Life's Lament

Growing older is a stage in life.  It doesn't matter if you are young or old, the constant is always the progression of age.  Coupled with this, is the feeling of being left behind.

It happens to us usually when we are associated with a group.  We seldom hearken back to a moment in time, rather a period of life when our minds and emotions were satisfied.  When we shared a commonality with others in an experience.  Youth provides fertile ground for this.  It is a unique stage of life when we are surrounded by a group experiencing exactly the same thing.  We see them day to day and often feel the same frustrations, the same pain.  It is a time when others share our age and we gaze out through the window of life from the same perspective. 

I think for this reason when we age we often look back at our youthful years with nostalgia like none others.  They were a time of innocence when our lives were still largely unwritten.   Life presented few constraints over possibility.
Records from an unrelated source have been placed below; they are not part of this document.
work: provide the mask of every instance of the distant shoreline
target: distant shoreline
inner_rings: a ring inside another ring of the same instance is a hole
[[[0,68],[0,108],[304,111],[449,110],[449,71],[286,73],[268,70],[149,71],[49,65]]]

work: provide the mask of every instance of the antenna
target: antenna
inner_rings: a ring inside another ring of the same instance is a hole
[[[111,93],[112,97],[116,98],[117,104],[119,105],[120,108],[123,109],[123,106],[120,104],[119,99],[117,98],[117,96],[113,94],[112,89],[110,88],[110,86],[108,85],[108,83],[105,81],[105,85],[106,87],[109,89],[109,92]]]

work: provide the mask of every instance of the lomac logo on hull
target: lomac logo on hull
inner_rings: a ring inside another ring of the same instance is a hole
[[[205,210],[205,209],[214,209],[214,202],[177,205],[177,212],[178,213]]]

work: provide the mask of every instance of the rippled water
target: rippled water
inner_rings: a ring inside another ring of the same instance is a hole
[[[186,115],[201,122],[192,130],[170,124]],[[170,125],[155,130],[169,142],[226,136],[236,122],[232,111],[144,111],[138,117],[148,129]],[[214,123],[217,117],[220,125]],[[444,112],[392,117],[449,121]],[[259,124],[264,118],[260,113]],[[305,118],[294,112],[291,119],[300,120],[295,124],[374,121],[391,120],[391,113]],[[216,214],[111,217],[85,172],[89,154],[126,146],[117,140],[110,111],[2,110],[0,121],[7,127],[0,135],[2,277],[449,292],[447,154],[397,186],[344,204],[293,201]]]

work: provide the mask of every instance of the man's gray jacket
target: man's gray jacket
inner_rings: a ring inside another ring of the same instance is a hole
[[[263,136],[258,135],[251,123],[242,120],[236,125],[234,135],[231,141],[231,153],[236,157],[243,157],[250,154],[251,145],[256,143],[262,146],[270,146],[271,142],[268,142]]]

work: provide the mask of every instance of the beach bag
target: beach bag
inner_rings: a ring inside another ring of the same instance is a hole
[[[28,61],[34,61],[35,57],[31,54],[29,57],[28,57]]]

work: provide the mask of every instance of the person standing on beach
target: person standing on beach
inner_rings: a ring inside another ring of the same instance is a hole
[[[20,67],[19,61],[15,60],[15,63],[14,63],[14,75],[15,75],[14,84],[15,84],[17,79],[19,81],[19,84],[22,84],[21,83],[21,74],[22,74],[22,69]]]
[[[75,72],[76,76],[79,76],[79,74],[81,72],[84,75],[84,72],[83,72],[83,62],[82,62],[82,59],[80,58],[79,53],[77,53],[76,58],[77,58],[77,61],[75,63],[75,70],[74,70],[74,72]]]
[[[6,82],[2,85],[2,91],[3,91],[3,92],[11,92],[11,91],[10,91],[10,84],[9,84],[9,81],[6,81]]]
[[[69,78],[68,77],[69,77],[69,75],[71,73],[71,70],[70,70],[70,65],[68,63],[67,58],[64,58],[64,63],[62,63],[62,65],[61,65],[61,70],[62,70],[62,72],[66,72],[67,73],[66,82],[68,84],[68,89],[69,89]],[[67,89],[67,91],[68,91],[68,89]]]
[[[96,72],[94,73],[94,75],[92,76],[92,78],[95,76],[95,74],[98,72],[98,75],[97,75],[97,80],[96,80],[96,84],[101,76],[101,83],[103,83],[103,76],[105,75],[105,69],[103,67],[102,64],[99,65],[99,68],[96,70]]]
For this reason those in middle age seem to reach a point in life where they are drawn towards memories of the past.  They can manifest themselves in re-establishing long lost contacts and even culminate in a reunion.  All serves to provide a reassurance that we haven't been left behind.  At the same time, when a reunion does occur, they remind us we can never go back.  The vast mid section of our life is spent meeting our needs and those of our families.  A vast panoply of association replaces that which was once concentrated.

For most of my life I have stayed away from groups.  The reasons for this are probably deeply ingrained in life experiences that that has pushed me away from them.  I have never been athletic and as an only child I learned to be alone.  Often my friendships are kept at a safe distance to avoid conflict and to buttress the pain of loss.

As part of my career I spent 6 years living in South America and working out of the American Embassy.  During that time once again there was a sense of commonality.  It was fostered by a group of Americans living, learning and surviving a world and culture alien to our own.   For the first time since youth I established close friendships.  Once again they were friendships built upon a joint experience and a unique point in life.  The men that became my friends were not of my age.  All were older, some barely and some much more.  Despite this fact, age was no longer important, friendship standing tall above all else.  When the march of life demanded that we be pulled apart and sent to our own corners of the world we maintained contact and remained close friends.

As my career continues the next chapter is a path toward retirement and the founding of a new position and a new identity.  Some will go soon and some later yet I can't help but feel the ever present longing of being left behind.  When the day comes and they walk away even though they don't work in the same office or even live in the same state, the halls will seem emptier, the day longer.  My smile will be harder to muster.  Of course they are still there, it is simply that they have taken a step further from my world.

While I have never read them, I am aware of a series of Christian novels that were incredibly huge bestsellers.  The books are called Left Behind and focus on the attendance of the righteous and faithful while the non believers are left behind.  Even religion appeals to this most human instinct and deep seeded fear.  For them the answer is easy, join the church and you will never be left behind. 

The hardest thing about growing old must be the feeling of being left behind.  One by one everyone in life that has know your world, shared your experiences, cried and laughed with you vanish.  They leave you alone, I don't know if there is a secret to moving beyond this but if there is not I have yet to discover how best to write your final chapter.


The simple answer is to enjoy each moment and try not to lament its passing.  It is a difficult thing to do and I am certainly no model.  At the very least, I understand now why people become Masons and Shriners.  Why older folks live in a retirement community, and why bingo halls are full.  I wonder sometimes, when I die, will anyone feel left behind.